Tamyra Mensah-Stock is capturing the hearts of the country for her passionate, exuberant and emotional acceptance of the gold medal for women’s wrestling and her general pride about being an American. She also expressed her Christian faith.
“Of course I surprised myself, it’s just by the grace of God that I’m just able to even move my feet,” Mensah-Stock told an NBC reporter with an American flag proudly draped over her shoulders after her win. “I just leave it in His hands. I prayed that all of the training and practice, the hell that my freaking coaches put me through pays off. Every single time it does. I get better and better. It’s so weird that there is no cap to the limit of what I can do.

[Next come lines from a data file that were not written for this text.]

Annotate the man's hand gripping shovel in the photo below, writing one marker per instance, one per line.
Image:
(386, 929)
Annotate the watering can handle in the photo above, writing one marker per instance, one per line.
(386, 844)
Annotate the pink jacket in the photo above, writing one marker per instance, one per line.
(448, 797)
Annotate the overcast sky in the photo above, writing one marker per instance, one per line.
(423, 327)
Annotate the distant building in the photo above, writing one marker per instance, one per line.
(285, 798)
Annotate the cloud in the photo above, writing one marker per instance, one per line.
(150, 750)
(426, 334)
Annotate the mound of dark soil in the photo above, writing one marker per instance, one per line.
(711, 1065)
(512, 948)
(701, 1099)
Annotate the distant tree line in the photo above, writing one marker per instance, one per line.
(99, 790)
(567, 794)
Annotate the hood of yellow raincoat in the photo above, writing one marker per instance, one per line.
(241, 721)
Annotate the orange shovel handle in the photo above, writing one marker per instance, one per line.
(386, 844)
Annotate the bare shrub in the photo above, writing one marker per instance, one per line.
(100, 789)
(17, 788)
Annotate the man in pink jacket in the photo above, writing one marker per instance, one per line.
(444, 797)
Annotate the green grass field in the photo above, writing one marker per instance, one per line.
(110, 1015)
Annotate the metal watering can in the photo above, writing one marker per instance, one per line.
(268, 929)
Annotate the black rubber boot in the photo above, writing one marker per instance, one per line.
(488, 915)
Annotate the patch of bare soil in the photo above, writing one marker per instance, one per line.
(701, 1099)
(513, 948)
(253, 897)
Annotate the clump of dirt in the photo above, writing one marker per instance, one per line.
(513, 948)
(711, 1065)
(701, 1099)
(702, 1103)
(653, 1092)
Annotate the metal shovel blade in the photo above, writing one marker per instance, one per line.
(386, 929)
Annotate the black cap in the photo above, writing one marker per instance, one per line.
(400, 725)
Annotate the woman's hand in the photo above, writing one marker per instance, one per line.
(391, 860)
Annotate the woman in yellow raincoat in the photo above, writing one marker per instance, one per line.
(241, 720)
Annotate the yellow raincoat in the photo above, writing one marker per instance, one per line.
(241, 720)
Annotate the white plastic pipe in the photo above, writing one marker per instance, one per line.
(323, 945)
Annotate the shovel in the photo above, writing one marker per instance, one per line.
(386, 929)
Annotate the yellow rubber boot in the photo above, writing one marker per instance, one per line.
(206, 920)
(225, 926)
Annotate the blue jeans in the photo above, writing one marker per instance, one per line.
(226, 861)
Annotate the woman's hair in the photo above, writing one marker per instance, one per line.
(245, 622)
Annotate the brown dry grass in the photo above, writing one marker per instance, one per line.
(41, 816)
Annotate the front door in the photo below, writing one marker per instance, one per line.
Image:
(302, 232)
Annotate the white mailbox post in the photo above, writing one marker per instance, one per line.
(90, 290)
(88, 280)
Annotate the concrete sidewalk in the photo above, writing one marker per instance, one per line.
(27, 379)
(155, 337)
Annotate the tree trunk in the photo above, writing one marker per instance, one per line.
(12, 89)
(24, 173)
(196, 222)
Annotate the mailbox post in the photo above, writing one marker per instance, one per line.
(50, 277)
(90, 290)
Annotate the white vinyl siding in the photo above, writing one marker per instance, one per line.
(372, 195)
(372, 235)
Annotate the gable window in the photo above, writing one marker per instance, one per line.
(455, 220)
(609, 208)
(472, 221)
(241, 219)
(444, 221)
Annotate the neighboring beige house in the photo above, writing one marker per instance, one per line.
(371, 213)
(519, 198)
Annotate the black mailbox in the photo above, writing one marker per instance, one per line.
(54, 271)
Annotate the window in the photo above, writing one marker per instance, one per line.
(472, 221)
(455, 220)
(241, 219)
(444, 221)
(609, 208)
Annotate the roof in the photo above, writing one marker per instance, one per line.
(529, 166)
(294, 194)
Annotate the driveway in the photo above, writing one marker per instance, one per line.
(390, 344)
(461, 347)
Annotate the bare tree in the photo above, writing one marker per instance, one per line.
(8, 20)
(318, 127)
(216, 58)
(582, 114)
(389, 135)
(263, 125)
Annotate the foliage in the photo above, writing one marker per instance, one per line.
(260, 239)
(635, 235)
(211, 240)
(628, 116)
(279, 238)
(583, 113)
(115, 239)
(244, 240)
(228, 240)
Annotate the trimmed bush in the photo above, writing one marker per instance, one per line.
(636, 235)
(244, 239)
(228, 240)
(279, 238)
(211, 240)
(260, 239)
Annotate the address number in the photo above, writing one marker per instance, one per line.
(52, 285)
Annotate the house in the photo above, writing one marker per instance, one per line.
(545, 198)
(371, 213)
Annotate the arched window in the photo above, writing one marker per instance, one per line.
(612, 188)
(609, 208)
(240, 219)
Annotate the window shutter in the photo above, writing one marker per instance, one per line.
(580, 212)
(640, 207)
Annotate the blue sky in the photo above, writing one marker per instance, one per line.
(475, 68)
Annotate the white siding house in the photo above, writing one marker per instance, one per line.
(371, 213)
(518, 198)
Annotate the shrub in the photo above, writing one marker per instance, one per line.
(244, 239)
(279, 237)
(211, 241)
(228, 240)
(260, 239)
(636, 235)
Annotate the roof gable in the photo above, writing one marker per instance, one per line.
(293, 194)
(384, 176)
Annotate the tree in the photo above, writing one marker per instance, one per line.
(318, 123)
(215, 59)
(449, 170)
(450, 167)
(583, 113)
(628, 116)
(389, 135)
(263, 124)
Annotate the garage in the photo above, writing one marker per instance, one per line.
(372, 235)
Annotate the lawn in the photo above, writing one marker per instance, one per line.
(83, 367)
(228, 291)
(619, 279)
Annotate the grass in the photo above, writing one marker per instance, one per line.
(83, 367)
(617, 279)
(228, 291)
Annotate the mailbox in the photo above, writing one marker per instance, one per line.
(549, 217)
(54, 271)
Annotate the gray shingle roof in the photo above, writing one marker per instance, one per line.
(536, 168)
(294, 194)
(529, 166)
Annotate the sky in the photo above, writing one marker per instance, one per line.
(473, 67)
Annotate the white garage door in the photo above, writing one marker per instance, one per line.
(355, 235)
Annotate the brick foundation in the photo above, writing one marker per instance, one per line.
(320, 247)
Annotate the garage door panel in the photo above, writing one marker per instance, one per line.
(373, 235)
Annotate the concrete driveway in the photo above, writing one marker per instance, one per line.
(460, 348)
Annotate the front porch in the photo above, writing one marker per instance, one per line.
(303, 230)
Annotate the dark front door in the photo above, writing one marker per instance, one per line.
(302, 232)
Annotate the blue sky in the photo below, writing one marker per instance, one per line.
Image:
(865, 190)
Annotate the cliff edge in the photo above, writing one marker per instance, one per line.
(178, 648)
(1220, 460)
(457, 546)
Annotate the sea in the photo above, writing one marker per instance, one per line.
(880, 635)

“I’m excited to see what I have next,” she said as she gave a little excited bounce.
The reporter then asked about her country and the flag wrapped around her neck.
“Last question for you, that American flag around your shoulders looks pretty good,” the reporter began, as Mensah-Stock wrapped it around herself tighter and gave a huge smile. “How does it feel to represent your country like this?”
She responded, “It feels amazing. I love representing the U.S. I freaking love living there. I love it and I’m so happy I get to represent U.S.A.” she exclaimed while pumping her fist up in the air.
As it turns out, Mensah-Stock’s father was originally from Ghana, so she knows what a blessing it is to live in this country. One of her biggest fans, he sadly passed away in a car accident after one of his daughter’s high school wrestling matches. For a time, Mensah-Stock blamed herself for his tragic and early passing and almost quit the sport.
She has said that she gets some of her inclination for competition from her parents, who both had difficult times when they were younger, her father in Ghana and her mother on the streets of Chicago. The spirit of competition and her will to win helps encourage her to keep going despite the challenges.
“I like to showcase what God’s given me, so going out there and inflicting my will, it’s fun,” she said. “Because it makes me surprised what I’m capable of. And when I go out there and I do it, it’s awesome. So I love getting that moment.”
Mensah-Stock was also incredibly complimentary of her competitor, Blessing Oborududu of Nigeria, showing that a grueling competition does not necessarily have to descend into taunts and trash talking.
“Oh my gosh, look at us representing,” she said. “And I’m like, if one of us wins, we’re making history. You’re making history, I’m making history, we’re making history. It’s fantastic. It meant a lot. I’m so proud of Blessing. I was looking at her, ‘Dang, she’s killing it.’ But I can kill it, too.”
If either woman won, they would be the first woman of color to win a gold medal in women’s wresting.
Mensah-Stock’s joy and smile are incredibly infectious. Just watching the interviews it’s clear that she both loves what she does and the country that she gets to represent.
It’s in stark contrast to other American Olympians and competitors, who have used their moment in the spotlight to protest the country that they represent. Like Gwen Barry who refused to face the American flag during the national anthem at the Olympic trials for hammer throwing or Raven Saunders, the shot put silver medalist, who made an “x” with her arms to represent “the intersection of where all people who are oppressed meet.”
This Olympics is gearing up to become one of the least watched of all time. According to The International Business Times, “Last Tuesday, NBC was down in viewers by 58% compared to the Rio Olympics. Meanwhile, the network was down by 53% on Wednesday, followed by a 57% drop on Saturday night.”
Though there are numerous reasons why this could be the case, the distain that some American athletes have for the country they represent has surely contributed to the game’s lack of interest among the general population. The Olympics is often about a nation’s pride and seeing young men and women overcome adversity, but some Americans, including some prominent athletes, seemingly no longer have much love for the country that flew them halfway around the world.
It would be great to see more athletes express Tamyra Mensah-Stock’s zeal not only for her win, family and country, but just everything. It just brings a smile to your face.